C++ and Java are essentially identical (assuming arrays are used in both).

Example 4: C++

void alg_31(const double* x_values, const double* d_values, const int n)
{
    for (int k = 1; k <= n; ++k) {
        for (i = 0; i <= n-k; ++i) {
            // Note that this next line still needs to be tweaked for a
            // to-be-selected data structure
            d[i] = (d[i+1] - d[i]) / (x_i_plus_k - x_i)
        }
    }
}

Example 5: Java

void alg_31(final double[] x_values, final double[] d_values)
{
    for (int k = 1; k <= n; ++k) {
        for (i = 0; i <= n-k; ++i) {
            // Note that this next line still needs to be tweaked for a
            // to-be-selected data structure
            d[i] = (d[i+1] - d[i]) / (x_i_plus_k - x_i)
        }
    }
}

4 Complexity Analysis

Of course… no discussion of algorithms would be complete without discussing performance. In this case… we are interested in tail behavior (i.e., performance for large numbers of points).
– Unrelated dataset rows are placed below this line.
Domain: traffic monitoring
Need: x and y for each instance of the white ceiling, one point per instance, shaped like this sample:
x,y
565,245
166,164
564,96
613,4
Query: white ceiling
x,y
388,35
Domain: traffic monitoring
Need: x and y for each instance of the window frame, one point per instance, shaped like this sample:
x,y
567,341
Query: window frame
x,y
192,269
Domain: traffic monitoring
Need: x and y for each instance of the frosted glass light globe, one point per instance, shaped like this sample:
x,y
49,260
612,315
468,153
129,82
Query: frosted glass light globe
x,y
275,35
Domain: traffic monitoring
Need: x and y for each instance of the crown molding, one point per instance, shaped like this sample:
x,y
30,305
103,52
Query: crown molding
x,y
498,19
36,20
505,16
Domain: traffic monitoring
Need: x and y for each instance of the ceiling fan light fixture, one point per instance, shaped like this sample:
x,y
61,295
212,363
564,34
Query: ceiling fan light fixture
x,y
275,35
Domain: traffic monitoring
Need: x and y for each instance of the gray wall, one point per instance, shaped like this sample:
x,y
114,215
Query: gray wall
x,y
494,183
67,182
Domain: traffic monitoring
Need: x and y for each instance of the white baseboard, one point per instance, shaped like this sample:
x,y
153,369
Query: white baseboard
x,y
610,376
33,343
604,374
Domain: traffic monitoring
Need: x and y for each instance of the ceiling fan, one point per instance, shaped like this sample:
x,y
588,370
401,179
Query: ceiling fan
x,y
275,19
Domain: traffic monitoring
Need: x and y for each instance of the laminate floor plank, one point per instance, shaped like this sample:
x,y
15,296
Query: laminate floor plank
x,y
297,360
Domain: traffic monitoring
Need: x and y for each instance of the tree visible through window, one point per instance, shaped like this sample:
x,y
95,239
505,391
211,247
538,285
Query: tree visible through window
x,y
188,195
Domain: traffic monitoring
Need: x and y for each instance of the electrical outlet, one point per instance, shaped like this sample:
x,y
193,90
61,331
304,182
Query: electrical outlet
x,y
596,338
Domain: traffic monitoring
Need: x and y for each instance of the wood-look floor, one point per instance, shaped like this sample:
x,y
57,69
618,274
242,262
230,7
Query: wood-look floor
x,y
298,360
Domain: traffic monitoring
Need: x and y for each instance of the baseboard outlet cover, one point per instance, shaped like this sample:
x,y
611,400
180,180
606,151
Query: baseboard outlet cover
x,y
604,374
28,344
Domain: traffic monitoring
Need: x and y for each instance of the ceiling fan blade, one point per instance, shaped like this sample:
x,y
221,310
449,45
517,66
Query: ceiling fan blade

Note that complexity analysis is only part of the picture. Considerations such as cache performance, compiler optimizations, data dependencies, and vectorization (e.g., SIMD) cannot be ignored.

4.1 Spatial

If we examine the data used by the algorithm (i.e., input, intermediary values, and output)…

input x values: n
input f-of-x values: n
second level $f[x_i, x_j]$
third level $f[x_i, x_j, x_k]$
$\ldots$

However, this time everything except the top entry in each row is eventaully overwritten. This time… we end up with

$n + n + n$

which simplifies to

$O(3n)$

which then simplifies to

$O(n)$

…even if we decided to use a fourth array to avoid dealing with array index trickery.

4.2 Temporal

Analyzing temporal complexity requires looking at the two loops as one unit…

$k$	Inner Loop	Total Iterations
1	$0, 1, 2, \ldots (n-1)$	$n$
2	$0, 1, 2, \ldots (n-2)$	$n - 1$
3	$0, 1, 2, \ldots (n-3)$	$n - 2$
$\vdots$	$\vdots$	$\vdots$
$n-1$	$0, \ldots, n - (n-1)$	2
$n$	$0$	1

which leads to… $O(n^2)$ by way of $\frac{n(n+1)}{2}$ . This is the same process and result as in Algorithm 3.1.